Putri Mahkota tertawa pelan, tapi sorot matanya mengeras. “Jenderal Leng juga berubah sejak kembali ke ibu kota. Lebih pendiam dari biasanya. Lebih hati-hati.”
Shen Lian tak menjawab.
“Kau tahu, banyak yang ingin menjatuhkan Perdana Menteri Shen. Tapi mereka terlalu pengecut untuk melakukannya secara langsung. Mereka akan memulai dari putrinya.”
Shen Lian menatapnya. “Kalau begitu, saya harus jadi orang yang sulit dijatuhkan.”
Putri Mahkota menyipitkan mata. “Aku akan menilai sendiri.”
Ia mengangkat tangannya. Seorang pelayan membawa nampan berisi kalung giok berukir simbol phoenix.
“Kalung ini milik ibuku, Permaisuri terdahulu. Aku ingin kau memakainya di jamuan Kaisar nanti.”
Shen Lian memandangnya curiga. “Sebuah kehormatan, atau perangkap?”
Putri Mahkota tersenyum samar. “Tergantung bagaimana kau memakainya.”

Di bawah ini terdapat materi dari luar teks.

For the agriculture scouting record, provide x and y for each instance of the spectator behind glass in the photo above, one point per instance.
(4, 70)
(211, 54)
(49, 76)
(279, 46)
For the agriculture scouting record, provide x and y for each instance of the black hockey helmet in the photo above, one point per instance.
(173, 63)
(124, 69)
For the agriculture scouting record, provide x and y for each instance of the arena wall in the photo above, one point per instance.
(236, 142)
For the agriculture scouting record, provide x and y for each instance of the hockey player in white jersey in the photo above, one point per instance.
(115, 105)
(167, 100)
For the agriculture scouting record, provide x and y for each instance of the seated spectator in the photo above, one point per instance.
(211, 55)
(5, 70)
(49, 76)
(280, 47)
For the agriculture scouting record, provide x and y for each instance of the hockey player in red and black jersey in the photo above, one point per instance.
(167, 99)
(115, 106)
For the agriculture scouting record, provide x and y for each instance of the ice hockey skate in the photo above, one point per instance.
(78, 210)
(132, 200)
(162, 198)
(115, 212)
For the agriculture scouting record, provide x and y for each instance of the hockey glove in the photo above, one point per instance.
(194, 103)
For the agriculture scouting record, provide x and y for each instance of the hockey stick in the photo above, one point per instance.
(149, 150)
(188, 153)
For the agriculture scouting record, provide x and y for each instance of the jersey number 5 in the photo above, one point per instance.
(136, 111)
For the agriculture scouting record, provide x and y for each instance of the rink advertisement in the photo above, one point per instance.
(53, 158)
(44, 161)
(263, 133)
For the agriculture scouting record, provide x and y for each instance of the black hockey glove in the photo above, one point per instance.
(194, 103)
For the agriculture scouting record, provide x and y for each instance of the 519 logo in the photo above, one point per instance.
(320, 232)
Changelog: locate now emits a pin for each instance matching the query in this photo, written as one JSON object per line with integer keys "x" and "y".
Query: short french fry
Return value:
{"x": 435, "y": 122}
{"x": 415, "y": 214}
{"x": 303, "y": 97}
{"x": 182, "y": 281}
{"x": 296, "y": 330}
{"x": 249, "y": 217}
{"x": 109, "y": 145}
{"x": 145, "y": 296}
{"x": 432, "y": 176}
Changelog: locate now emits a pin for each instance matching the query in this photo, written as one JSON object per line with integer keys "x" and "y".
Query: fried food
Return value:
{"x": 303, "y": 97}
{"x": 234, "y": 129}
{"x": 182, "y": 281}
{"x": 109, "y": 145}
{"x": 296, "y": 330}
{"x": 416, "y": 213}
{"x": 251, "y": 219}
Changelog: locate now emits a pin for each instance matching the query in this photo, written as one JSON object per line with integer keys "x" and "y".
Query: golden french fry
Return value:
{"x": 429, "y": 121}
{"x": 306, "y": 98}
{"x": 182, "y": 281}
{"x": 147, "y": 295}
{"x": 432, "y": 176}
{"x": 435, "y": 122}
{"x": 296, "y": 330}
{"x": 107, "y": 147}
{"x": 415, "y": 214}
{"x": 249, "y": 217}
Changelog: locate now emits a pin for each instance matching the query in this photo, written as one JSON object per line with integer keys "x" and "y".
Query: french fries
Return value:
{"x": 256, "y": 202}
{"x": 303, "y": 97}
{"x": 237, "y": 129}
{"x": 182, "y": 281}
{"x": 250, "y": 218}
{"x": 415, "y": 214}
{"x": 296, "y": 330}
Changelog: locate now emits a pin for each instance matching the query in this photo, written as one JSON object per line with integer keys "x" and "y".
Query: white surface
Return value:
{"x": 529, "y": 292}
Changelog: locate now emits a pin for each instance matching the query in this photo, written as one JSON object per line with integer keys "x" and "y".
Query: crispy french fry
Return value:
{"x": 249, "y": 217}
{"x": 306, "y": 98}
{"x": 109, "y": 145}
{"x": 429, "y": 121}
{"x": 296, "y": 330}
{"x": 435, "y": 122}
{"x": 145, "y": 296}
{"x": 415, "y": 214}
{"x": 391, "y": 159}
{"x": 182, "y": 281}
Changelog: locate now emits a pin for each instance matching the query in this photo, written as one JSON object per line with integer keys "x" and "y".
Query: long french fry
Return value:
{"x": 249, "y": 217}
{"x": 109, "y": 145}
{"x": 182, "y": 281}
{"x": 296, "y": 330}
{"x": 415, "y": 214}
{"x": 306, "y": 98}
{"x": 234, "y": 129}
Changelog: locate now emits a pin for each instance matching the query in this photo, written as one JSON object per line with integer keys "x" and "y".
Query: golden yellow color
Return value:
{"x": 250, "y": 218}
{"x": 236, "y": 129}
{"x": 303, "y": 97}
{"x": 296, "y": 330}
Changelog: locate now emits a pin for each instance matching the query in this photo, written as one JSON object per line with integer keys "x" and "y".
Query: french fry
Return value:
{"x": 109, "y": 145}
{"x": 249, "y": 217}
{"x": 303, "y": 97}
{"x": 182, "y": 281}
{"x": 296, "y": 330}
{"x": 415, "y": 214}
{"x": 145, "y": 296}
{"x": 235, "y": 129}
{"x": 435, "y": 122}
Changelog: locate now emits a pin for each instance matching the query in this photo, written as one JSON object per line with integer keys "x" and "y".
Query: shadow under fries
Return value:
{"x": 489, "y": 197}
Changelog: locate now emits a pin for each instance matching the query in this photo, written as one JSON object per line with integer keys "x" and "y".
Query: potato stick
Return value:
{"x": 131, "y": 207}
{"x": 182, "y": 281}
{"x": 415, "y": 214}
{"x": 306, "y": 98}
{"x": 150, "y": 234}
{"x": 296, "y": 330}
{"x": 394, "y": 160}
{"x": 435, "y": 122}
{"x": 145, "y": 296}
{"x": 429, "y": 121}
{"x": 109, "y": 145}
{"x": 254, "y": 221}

Malam itu, saat Shen Lian melepas perhiasan dan duduk di depan cermin, pikirannya penuh tanya. Apa maksud dari kalung itu? Apa itu tanda kepercayaan atau tanda pengawasan?
Dan di luar jendela, kabut mulai turun perlahan, menelan halaman istana dalam ke dalam sunyi.
Tapi di balik kabut itu, bayangan seorang pria berdiri di atap. Leng Yunting menatap paviliun Shen Lian dari jauh sorot matanya tajam, dingin, dan seolah menyimpan luka yang belum sembuh.
Ia berbisik pelan…
“Maafkan aku… jika kau harus ikut terbakar dalam perang ini.”